The brief
The E200 came in with the windscreen washer doing almost nothing useful: instead of two strong jets up the glass it was producing a weak dribble that landed at the bottom of the screen. The owner had already done the obvious things, topped up the washer fluid and had a look for anything obviously loose, and it was still weak. So it came in for a proper look.
The washer motor is a small electric pump in the bottom of the fluid reservoir. It pushes the fluid up the lines to the jets at pressure. When it ages, the bearings drag and the pump element wears, so it still runs and still draws current, it just can't build the pressure to throw a proper jet. That matched the symptom exactly.
The diagnosis
We checked the easy stuff first: the fuse and the wiring were clean, and the tank was full. Then the washer motor went on a bench test. It drew current fine, so the electrics were doing their job, but it was pumping at well below its rated pressure. Bearings dragging, pump worn. Cleaning it isn't a fix for that, it needs replacing.

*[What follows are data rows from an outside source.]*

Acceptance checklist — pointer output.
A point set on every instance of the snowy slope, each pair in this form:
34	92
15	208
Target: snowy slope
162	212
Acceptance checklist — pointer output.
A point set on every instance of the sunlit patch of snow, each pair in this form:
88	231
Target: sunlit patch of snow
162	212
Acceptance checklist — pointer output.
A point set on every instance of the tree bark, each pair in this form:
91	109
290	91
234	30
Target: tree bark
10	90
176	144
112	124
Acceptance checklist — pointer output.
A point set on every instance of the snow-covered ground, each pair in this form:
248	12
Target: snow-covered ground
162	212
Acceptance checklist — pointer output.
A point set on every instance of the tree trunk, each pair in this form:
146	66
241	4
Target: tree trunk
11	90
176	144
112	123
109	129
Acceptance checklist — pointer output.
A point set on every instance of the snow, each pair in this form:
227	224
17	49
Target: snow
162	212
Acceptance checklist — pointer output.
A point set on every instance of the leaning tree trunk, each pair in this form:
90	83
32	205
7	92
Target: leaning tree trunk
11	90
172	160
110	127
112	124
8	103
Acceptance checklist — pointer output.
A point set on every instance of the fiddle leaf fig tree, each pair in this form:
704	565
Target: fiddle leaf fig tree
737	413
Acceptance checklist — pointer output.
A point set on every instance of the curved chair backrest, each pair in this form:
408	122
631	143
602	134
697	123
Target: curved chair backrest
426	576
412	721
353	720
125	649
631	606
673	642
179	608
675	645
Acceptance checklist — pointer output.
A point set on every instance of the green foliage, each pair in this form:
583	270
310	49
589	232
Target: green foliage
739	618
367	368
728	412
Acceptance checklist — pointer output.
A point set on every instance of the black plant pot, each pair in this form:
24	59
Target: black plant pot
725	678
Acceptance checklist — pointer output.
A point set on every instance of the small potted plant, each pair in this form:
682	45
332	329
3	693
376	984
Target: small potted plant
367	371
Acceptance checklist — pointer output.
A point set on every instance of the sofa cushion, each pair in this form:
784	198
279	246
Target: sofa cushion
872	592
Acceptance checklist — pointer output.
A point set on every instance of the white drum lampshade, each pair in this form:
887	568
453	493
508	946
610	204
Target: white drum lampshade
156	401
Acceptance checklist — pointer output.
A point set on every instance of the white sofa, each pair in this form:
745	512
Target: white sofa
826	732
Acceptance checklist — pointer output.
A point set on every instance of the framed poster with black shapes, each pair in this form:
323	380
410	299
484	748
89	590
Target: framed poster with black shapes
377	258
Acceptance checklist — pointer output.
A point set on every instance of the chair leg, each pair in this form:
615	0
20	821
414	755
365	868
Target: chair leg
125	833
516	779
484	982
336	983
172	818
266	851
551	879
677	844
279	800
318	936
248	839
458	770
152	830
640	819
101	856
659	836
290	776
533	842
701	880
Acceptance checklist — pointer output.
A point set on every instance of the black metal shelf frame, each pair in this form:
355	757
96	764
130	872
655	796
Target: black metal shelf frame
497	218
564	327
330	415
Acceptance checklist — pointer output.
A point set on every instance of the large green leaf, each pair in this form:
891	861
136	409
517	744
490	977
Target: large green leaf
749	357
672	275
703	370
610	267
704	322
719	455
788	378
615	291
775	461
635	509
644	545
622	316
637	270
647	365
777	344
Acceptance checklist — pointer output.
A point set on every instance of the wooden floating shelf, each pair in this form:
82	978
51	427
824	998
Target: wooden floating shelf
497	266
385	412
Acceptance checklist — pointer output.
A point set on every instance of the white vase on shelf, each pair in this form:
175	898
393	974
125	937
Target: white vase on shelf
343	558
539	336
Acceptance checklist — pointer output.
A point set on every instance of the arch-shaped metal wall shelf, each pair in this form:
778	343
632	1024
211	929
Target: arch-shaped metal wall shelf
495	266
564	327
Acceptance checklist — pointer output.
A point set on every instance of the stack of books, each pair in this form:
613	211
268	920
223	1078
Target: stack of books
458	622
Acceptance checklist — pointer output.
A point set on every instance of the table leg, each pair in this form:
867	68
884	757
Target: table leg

While the car was up, a look round the engine found a couple of the engine mounts getting tired, the rubber softened with age, so those went on the list to do at the same time rather than ask the owner back for a second visit.
The work
The under-bonnet access trim came off, the old washer motor was dropped out of the reservoir, and a new Mercedes-spec pump went in with fresh sealing grommets so it doesn't weep around the tank. The harness and supply line were reseated, the tank refilled, and both windscreen jets re-aimed so they hit the centre of the wiper sweep instead of the bottom of the glass.
While the car was in, the tired engine mounts were swapped for new Mercedes-spec units, which is what keeps the engine's vibration from working its way into the cabin.
Then everything was tested: washers, wipe pattern, and a run to check the engine sat quieter.
The outcome
Two strong jets up the glass on the first press, and a clean wipe pattern after, no streaks, no dribble.
The E200 went home with the washers behaving the way they should, and with fresh engine mounts in place of the tired ones, which keeps the engine's vibration from coming through into the cabin on idle and on gear changes. Two small jobs in one visit, both the kind that quietly make the car nicer to live with.